Anyway. I needed to get home, drink some water, eat some toast, and brace myself for the hangover that was going to hit me the next day.

I wandered off toward the street and cut down an alleyway that would lead me to dad’s place a little quicker. Yeah, of course I knew I shouldn’t be fucking around like this, wandering down dark alleyways all by myself, but fuck it. I was a grown woman, and I knew I could handle whatever came my way.

I stared down at my phone, frowning at the screen as I swiped through some potential matches the app thought I would be into. Ugh. None of these guys looked cute to me. I mean, I was sure plenty of them were perfectly nice and all, but none of them made me feel that shiver of attraction that I ached for when I looked into a guy’s eyes, that edge, like he might be trouble but he was hot enough that it didn’t matter.

Suddenly, I heard something behind me, and my head snapped around. But there was nothing. I must have been hearing things. Maybe there had been something stronger than vodka in those drinks I had been putting away tonight.

I turned back and continued on down the street, tucking my phone back in my pocket so I could pay attention to what was going on around me. I was suddenly distinctly aware of the silence that surrounded me. Why was it so quiet? Had this place always been this quiet? I had spent so long living on campus, where there was always something going on, that the sudden silence clinging to me felt like it was crushing me.
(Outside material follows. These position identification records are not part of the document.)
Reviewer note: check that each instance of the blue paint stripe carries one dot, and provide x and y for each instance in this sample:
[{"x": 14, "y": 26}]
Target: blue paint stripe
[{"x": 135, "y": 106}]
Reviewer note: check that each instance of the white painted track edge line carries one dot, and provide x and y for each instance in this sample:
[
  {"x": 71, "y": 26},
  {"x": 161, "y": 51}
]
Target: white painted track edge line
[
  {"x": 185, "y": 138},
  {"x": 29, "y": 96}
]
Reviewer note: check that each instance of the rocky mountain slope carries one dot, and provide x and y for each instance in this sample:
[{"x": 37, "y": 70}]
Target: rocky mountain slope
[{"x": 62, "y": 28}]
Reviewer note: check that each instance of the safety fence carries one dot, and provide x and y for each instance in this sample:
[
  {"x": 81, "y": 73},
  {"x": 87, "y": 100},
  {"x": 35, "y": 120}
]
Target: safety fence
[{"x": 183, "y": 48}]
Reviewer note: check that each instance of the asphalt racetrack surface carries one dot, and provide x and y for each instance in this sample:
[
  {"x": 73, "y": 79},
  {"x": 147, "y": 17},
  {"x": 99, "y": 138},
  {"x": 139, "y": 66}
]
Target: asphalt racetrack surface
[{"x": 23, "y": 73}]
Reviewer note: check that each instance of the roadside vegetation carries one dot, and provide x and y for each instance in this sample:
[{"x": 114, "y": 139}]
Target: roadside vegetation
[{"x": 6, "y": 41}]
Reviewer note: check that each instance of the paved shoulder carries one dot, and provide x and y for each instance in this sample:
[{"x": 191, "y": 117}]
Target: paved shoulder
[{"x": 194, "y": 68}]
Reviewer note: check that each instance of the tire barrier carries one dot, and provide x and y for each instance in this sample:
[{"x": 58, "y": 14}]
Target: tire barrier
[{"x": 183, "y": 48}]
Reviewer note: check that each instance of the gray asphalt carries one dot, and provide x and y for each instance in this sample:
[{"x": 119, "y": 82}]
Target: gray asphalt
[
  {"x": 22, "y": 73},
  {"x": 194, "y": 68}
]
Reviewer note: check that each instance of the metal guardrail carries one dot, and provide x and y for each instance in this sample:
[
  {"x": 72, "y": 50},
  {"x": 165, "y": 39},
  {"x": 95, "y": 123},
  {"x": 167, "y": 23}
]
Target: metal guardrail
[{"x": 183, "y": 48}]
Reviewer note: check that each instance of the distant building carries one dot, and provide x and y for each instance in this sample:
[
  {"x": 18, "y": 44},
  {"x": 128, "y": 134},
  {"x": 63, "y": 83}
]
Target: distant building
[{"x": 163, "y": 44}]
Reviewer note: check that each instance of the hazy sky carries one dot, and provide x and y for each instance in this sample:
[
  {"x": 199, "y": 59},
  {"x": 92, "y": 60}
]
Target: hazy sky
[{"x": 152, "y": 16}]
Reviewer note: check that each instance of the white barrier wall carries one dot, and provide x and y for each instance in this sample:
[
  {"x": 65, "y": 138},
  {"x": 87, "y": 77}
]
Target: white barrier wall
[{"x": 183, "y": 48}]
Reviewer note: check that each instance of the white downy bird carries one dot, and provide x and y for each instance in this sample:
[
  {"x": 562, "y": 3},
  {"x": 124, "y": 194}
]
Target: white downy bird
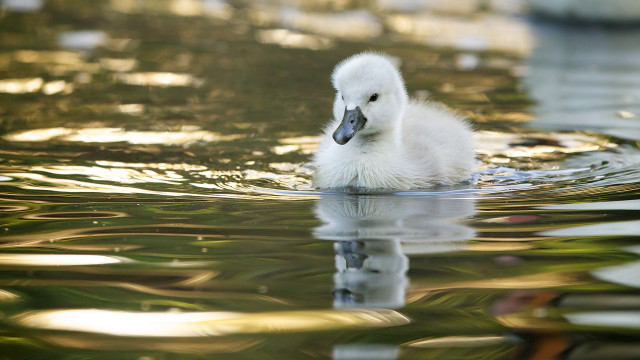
[{"x": 380, "y": 139}]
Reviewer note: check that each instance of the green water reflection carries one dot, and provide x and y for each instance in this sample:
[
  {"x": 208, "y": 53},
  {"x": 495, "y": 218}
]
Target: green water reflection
[{"x": 156, "y": 202}]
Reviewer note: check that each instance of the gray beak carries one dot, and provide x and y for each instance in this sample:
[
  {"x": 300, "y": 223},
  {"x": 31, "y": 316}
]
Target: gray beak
[{"x": 352, "y": 121}]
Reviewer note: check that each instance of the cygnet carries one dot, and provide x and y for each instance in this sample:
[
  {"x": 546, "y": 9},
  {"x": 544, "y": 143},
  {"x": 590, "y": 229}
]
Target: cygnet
[{"x": 381, "y": 139}]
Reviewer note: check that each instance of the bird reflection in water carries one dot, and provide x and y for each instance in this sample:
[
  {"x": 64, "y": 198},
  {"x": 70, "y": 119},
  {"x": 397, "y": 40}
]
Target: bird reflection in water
[{"x": 373, "y": 235}]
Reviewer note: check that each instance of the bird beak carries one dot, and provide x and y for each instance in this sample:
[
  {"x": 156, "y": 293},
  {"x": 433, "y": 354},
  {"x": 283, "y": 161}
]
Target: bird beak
[{"x": 352, "y": 121}]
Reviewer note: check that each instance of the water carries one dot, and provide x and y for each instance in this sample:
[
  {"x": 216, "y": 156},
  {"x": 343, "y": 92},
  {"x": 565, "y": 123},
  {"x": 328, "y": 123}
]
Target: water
[{"x": 157, "y": 202}]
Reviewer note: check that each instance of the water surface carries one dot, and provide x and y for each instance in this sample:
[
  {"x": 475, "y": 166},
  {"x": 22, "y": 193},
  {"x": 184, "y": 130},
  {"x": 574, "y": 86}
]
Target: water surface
[{"x": 156, "y": 193}]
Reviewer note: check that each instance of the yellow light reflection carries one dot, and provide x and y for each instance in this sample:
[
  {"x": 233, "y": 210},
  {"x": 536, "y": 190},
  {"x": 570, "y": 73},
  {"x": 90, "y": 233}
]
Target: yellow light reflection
[
  {"x": 7, "y": 296},
  {"x": 57, "y": 259},
  {"x": 49, "y": 57},
  {"x": 303, "y": 144},
  {"x": 184, "y": 136},
  {"x": 181, "y": 345},
  {"x": 55, "y": 87},
  {"x": 131, "y": 109},
  {"x": 199, "y": 324},
  {"x": 488, "y": 32},
  {"x": 118, "y": 175},
  {"x": 496, "y": 145},
  {"x": 348, "y": 25},
  {"x": 460, "y": 341},
  {"x": 290, "y": 39},
  {"x": 159, "y": 166},
  {"x": 618, "y": 319},
  {"x": 20, "y": 86},
  {"x": 119, "y": 65},
  {"x": 162, "y": 79}
]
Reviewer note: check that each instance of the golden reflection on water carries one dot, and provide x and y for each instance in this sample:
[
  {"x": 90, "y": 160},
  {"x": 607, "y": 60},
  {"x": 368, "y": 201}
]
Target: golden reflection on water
[
  {"x": 502, "y": 147},
  {"x": 185, "y": 136},
  {"x": 179, "y": 345},
  {"x": 161, "y": 79},
  {"x": 460, "y": 341},
  {"x": 486, "y": 32},
  {"x": 21, "y": 86},
  {"x": 58, "y": 259},
  {"x": 290, "y": 39},
  {"x": 7, "y": 296},
  {"x": 199, "y": 324}
]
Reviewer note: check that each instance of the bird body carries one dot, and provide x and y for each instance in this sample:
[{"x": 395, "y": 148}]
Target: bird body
[{"x": 379, "y": 139}]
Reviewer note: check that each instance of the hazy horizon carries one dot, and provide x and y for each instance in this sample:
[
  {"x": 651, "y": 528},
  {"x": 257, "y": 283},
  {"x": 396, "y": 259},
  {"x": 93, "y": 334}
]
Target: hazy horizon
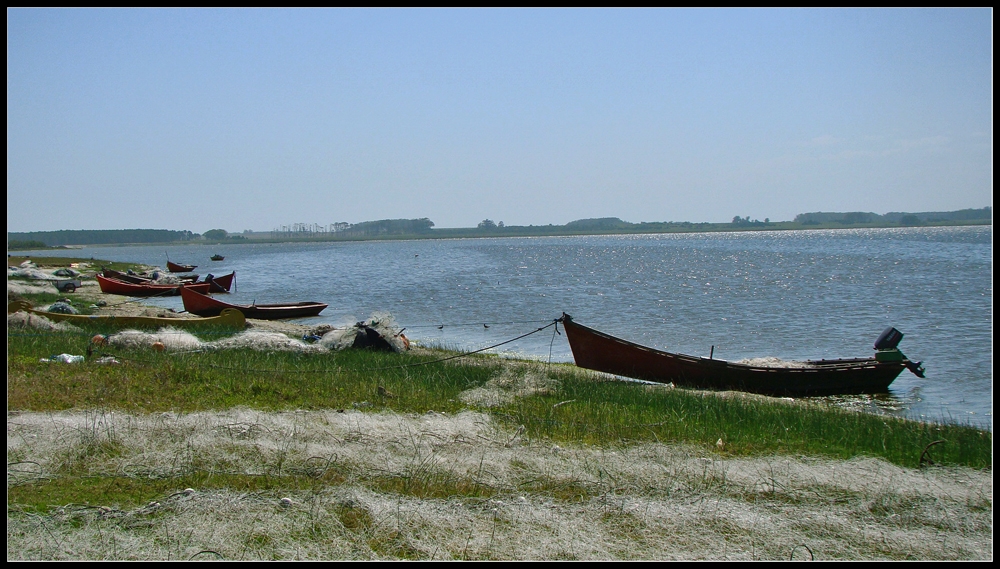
[{"x": 257, "y": 118}]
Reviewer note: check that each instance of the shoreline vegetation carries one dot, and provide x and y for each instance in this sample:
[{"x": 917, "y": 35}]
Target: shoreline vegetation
[
  {"x": 253, "y": 445},
  {"x": 408, "y": 229}
]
And then I heard it again. That sound. That sound that drew my attention back behind me. Footsteps—I was sure of it—footsteps closing the distance between me and whoever was right behind me.

I stopped dead in my tracks and spun around again, planning to catch whoever it was off guard before they could get any closer. But, when I turned, there was nobody there. I was sure I had heard those footsteps. I wouldn’t have imagined something like that, I wasn’t paranoid that way.

I scanned the alleyway behind me. A pipe dripped into a dirty puddle a few feet from me, the wind rustling a trash bag that was sticking out of a dumpster. A door squeaked on its hinges beside me. But there was nobody there, nobody before me. I must have been imagining it—

And then, suddenly, I felt a hand on my shoulder. I opened my mouth to cry out, praying that someone at the Kennels would be able to hear me, but before I could get a sound out, a rag clamped over my mouth. I inhaled before I could stop myself, a thick, noxious scent filling my senses, and a second later, the corners of my vision began to blur.

Terror was the last thing I remembered as the blackout hit my system, and I slumped back into the arms of my attacker, helpless.